Pertemuan Jokowi-SBY yang sudah sekian kali berlangsung, disebut-sebut sebagai sinyal Demokrat merapat ke pemerintah.
Ada juga yang mengatakan, kedekatan Jokowi-SBY belakangan ini sebagai penjajakan koalisi di Pilpres 2019.
Pemerhati politik sekaligus Direktur Mahara Leadership, Iwel Sastra mengatakan, pandangan-pandangan itu sah-sah saja.
Iwel juga melihat Jokowi sebagai petahana bisa saja mencomot tokoh milenial Demokrat yang juga putra SBY, Agus Harimurti Yudhoyono (AHY) sebagai calon wakil presiden.
"Itu sangat terbuka," sebut dia saat dihubungi redaksi, Jumat (3/11).
Lalu, bagaimana dengan Ketua Umum DPP PDI Perjuangan Megawati Soekarnoputri yang selama ini diketahui publik punya jarak dengan SBY.
Jelas Iwel, dengan terciptanya pasangan Jokowi-AHY, maka akan bisa mencairkan hubungan Megawati-SBY.

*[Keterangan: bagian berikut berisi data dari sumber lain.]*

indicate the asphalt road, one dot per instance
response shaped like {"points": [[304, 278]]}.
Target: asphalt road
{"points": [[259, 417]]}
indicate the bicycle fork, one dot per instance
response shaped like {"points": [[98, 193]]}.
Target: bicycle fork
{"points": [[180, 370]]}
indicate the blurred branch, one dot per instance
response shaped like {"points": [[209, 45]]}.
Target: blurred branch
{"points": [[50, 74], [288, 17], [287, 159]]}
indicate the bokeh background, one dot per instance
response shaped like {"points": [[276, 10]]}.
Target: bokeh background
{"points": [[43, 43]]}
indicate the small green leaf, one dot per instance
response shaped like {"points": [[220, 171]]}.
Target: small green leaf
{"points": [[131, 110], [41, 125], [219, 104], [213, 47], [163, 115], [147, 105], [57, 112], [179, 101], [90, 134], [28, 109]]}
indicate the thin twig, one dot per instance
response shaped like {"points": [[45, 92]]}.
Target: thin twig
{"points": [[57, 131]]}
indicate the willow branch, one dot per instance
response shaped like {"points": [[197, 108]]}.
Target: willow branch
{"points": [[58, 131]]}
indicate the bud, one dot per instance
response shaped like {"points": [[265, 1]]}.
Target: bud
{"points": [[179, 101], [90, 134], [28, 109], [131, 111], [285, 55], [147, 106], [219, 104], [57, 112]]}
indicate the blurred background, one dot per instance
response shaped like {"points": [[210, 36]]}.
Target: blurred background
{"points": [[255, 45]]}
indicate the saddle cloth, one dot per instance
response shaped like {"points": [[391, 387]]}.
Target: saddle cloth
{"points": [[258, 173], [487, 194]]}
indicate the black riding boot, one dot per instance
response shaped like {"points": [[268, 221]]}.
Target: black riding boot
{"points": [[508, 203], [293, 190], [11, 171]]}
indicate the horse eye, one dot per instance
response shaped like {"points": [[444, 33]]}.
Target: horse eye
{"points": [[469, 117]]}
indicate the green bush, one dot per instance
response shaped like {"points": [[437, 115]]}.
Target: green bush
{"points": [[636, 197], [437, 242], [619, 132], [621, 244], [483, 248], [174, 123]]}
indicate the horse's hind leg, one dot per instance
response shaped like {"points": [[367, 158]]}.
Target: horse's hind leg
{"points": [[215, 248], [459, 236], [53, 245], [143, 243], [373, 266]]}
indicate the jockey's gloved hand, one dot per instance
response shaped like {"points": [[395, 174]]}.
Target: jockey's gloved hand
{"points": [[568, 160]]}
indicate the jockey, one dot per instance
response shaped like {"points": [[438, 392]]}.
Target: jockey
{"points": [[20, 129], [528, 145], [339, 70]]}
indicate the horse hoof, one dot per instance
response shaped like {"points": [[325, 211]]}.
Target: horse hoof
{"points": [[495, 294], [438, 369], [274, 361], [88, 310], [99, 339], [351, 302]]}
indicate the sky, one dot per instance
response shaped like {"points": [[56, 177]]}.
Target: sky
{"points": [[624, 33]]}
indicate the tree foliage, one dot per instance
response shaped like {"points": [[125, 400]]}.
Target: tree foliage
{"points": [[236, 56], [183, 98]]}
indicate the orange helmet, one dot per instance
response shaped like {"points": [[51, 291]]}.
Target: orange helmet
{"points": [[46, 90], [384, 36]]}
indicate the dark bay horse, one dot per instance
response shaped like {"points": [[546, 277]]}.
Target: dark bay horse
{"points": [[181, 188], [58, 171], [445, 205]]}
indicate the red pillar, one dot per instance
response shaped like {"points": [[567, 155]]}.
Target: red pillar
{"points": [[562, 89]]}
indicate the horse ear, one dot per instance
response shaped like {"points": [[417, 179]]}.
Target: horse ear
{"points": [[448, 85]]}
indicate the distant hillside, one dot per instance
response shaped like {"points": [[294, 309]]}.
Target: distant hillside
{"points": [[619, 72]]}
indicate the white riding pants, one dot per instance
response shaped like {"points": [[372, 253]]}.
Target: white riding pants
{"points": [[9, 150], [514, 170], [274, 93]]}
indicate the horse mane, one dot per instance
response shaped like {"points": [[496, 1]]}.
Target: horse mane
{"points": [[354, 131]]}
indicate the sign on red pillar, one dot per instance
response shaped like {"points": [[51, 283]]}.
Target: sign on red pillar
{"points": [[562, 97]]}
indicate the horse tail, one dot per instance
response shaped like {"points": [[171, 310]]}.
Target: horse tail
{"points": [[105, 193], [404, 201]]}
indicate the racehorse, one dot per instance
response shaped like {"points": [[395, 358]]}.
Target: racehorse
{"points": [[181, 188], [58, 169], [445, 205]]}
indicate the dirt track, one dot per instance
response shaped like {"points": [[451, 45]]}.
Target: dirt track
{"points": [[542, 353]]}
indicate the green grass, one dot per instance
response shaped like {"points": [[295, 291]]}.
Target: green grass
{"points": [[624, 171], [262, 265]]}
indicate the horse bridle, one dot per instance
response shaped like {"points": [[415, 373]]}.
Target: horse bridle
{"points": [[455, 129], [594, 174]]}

"Kalau misalnya Jokowi mau AHY dan PDIP tidak ada calon, maka mau tidak mau Ibu Megawati dan PDIP akan menerima AHY," ungkapnya.
Ditambahkan Iwel, dengan terciptanya duet Jokowi-AHY dan PDIP-Partai Demokrat sebagai pengusung utama, maka secara otomatis komunikasi Megawati-SBY akan semakin intens.
Sehingga hubungan Megawati-SBY kembali mesra layaknya sebelum Pilpres 2004.